- Developers: Berlin DDB, BlockWorks, .monks, Reporters Without Borders
- Release: March 12, 2020; 6 years ago
- Type: Minecraft server & map
- Website: uncensoredlibrary.com; visit.uncensoredlibrary.com (server IP);

= The Uncensored Library =

Minecraft server and map for circumventing censorship

The Uncensored Library is a Minecraft server and map released by Reporters Without Borders (RSF) and created by BlockWorks, DDB Berlin, and .monks as an attempt to circumvent censorship in countries without freedom of the press. The library contains banned reporting from the United States, Mexico, Russia, Vietnam, Saudi Arabia, Egypt, Brazil, Belarus, Iran, and Eritrea. An entire wing is given to each country, each containing several banned articles placed in virtual books. The library was released on 12 March 2020, the World Day Against Cyber Censorship. The two ways to access the library are to download a map from the official website, or to connect to their Minecraft server.

== Design ==
The library is a large scale project built using a neoclassical architectural style. It is intended to resemble well-established institutions such as the New York Public Library and the Thomas Jefferson Building which houses the Library of Congress, as well as stylistically allude to the authoritarian structures the project aims to subvert.
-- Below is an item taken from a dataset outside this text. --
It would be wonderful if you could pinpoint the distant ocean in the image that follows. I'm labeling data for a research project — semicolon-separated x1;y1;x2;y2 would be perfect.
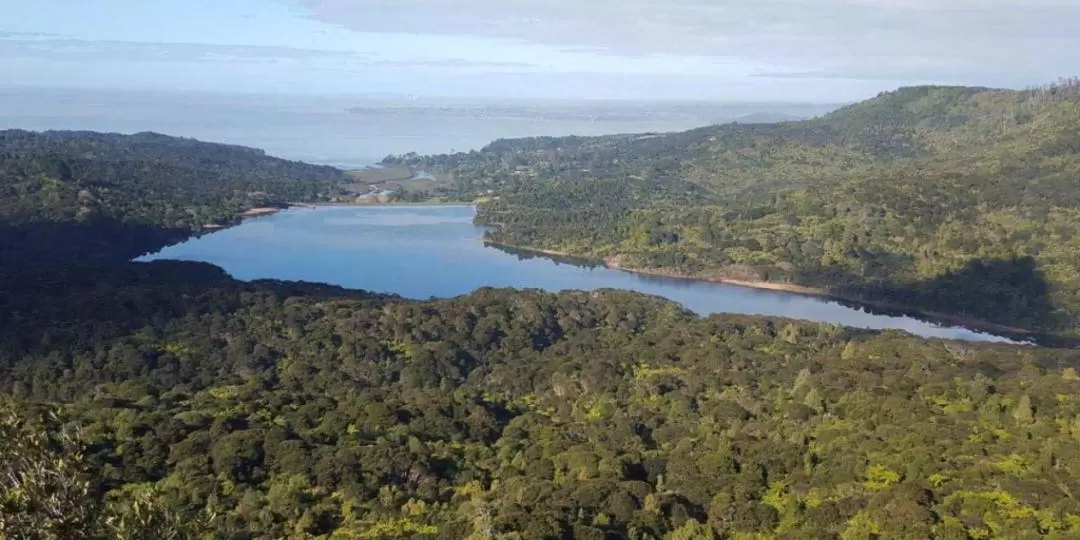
0;87;835;167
The library uses over 12.5 million Minecraft blocks, with one Minecraft block being equal to one real-life cubic meter in-game.

== Format ==

An example of a readable book (Note: "Multi-party Democracy – The key to strengthen the national economy", written by Nguyễn Văn Đái)

Each of the ten countries covered by the library, as well as Reporters without Borders, has an individual wing, containing a number of articles, available in English and the original language the article was written in. The texts within the library are contained in in-game book items, which can be opened and placed on stands to be read by multiple players at once. These articles generally discuss censorship, unjust punishment, and other critiques of the writer's government. The interior architecture of each country's room symbolizes each country's unique situation and journalistic challenges. Additionally, the library contains a central room listing the Press Freedom Index and state of freedom of the press of every country covered by the index, and the Mexican section contains memorials for reporters who were killed due to their writings. In March 2020, the library contained over 200 different books. In 2026, a wing of the library dedicated to press censorship in the United States was added.

A room in the library covers the impact of the COVID-19 pandemic on journalism, containing books on 10 countries (Brazil, China, Egypt, Hungary, Iran, Myanmar, North Korea, Russia, Thailand and Turkmenistan) to show how reporting of the virus in each country had been affected.

== Reception ==
After launch, the project went viral across social media platforms and has been featured in various media outlets such as Agence France-Presse, the BBC, DW News, CNBC, CNN, TechCrunch, The Verge, Gizmodo, Engadget, Mashable, PC Gamer and Scene World Magazine. The project also received a 2022 Peabody Award for the Interactive category.

When awarding The Uncensored Library with their Peabody Award, Peabody's website described the library as "a monument to press freedom and an innovative back door for access to censored content."